Common Cause officials said yesterday afternoon they were seeing fewer voting problems than they did in 2004, but reports of problems could take days to surface, Dill said.

In Denver, Colorado, voters encountered queues of more than two hours because of apparent problems with a registration database. Voters there could cast their ballots at any voting location, but the rolls were apparently contained on just one overloaded database, said Pete Naismith, a spokesman for Common Cause in Colorado.

"It's the classic situation where too many cars are jammed onto one highway," he said.

The election commissioner in Johnson County, Kansas, dismissed sketchy reports that poll workers there were using hand lotion to keep voter cards from spitting out of machines. Election commissioner Brian Newby said reports to that effect had got it the wrong way round. When a poll worker has used too much hand lotion, voter cards can get stuck in the machine that recodes them, but a simple reboot fixes the problem, he said.
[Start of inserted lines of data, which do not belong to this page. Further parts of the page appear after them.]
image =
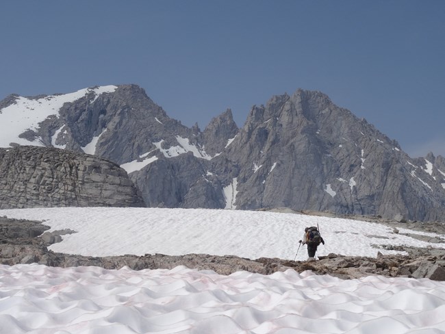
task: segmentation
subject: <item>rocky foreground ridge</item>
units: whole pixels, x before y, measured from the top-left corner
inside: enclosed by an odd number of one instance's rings
[[[0,149],[0,209],[144,207],[125,170],[94,155],[60,149]]]
[[[439,233],[444,229],[443,224],[430,224],[429,230],[433,229],[435,226],[440,230],[437,231]],[[253,260],[232,255],[205,254],[93,257],[49,250],[47,246],[61,241],[61,235],[75,233],[71,230],[49,233],[46,231],[49,229],[42,222],[0,218],[0,263],[10,266],[37,263],[62,268],[97,266],[105,269],[128,266],[138,270],[171,269],[185,266],[197,270],[211,270],[221,274],[230,274],[239,270],[269,274],[292,268],[298,272],[312,270],[318,274],[329,274],[344,279],[377,274],[445,281],[445,249],[442,248],[400,247],[399,250],[405,250],[409,255],[383,255],[379,253],[377,258],[330,254],[312,262],[265,257]]]

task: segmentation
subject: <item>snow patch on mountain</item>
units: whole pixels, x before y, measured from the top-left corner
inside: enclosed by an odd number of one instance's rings
[[[63,125],[62,127],[60,127],[59,129],[58,129],[55,131],[55,133],[54,133],[54,135],[51,138],[51,145],[53,145],[56,149],[64,149],[66,147],[66,144],[65,144],[64,145],[58,145],[57,144],[55,144],[55,140],[57,140],[57,138],[59,136],[59,133],[60,133],[60,131],[62,131],[62,130],[63,129],[63,128],[64,127],[65,127],[65,125]],[[64,133],[66,133],[66,130],[65,130]]]
[[[140,170],[146,166],[157,160],[157,157],[155,155],[154,157],[144,159],[143,160],[133,160],[132,162],[121,164],[120,168],[124,168],[129,174],[136,170]]]
[[[337,193],[332,190],[330,183],[326,185],[326,189],[325,189],[325,191],[332,197],[334,197],[337,194]]]
[[[99,139],[101,138],[101,136],[106,132],[107,129],[104,129],[103,131],[101,133],[100,135],[94,136],[92,138],[91,140],[91,142],[90,142],[88,144],[85,145],[83,147],[81,147],[82,151],[85,152],[86,154],[91,154],[94,155],[96,153],[96,145],[97,144],[97,142],[99,142]]]
[[[236,177],[235,177],[231,183],[230,183],[227,187],[224,187],[222,189],[222,191],[224,192],[224,198],[226,200],[226,206],[225,209],[230,209],[233,210],[236,209],[235,202],[236,201],[236,194],[238,192],[236,189],[238,183],[238,179]]]
[[[39,139],[30,142],[21,138],[18,135],[25,131],[36,130],[39,123],[51,115],[58,117],[59,110],[64,104],[73,102],[93,92],[94,102],[105,92],[112,92],[117,88],[115,86],[106,86],[94,88],[84,88],[73,93],[49,95],[40,99],[23,97],[16,98],[15,103],[0,110],[0,123],[7,125],[0,132],[0,147],[8,147],[11,142],[20,145],[43,146]]]
[[[205,151],[197,147],[196,145],[190,144],[190,140],[188,138],[183,138],[180,136],[177,136],[176,140],[178,142],[179,145],[170,146],[168,149],[162,148],[162,143],[164,141],[164,140],[162,140],[160,142],[153,142],[153,144],[166,157],[177,157],[181,154],[184,154],[187,152],[192,152],[193,155],[196,157],[207,160],[212,159],[212,157],[207,154]]]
"I'm amazed," he said of the reports regarding hand lotion. "It's urban legend."

Other technical glitches reported yesterday include;

  • In one Indiana county, e-voting machines didn't turn on. In a second county, the machine activation cards weren't programmed properly.
  • More than 2,000 calls to Common Cause's voter hotline came from Pennsylvania. There were reports in three counties of e-voting glitches, the group said.
  • Election Protection 365 workers asked for extended voting hours because of numerous reports of machine failures and poll workers who were unable to operate voting machines. The county uses a combination of optical scan and e-voting machines, according to Verified Voting.
  • There were reports of voting machine failures in parts of Florida and Utah.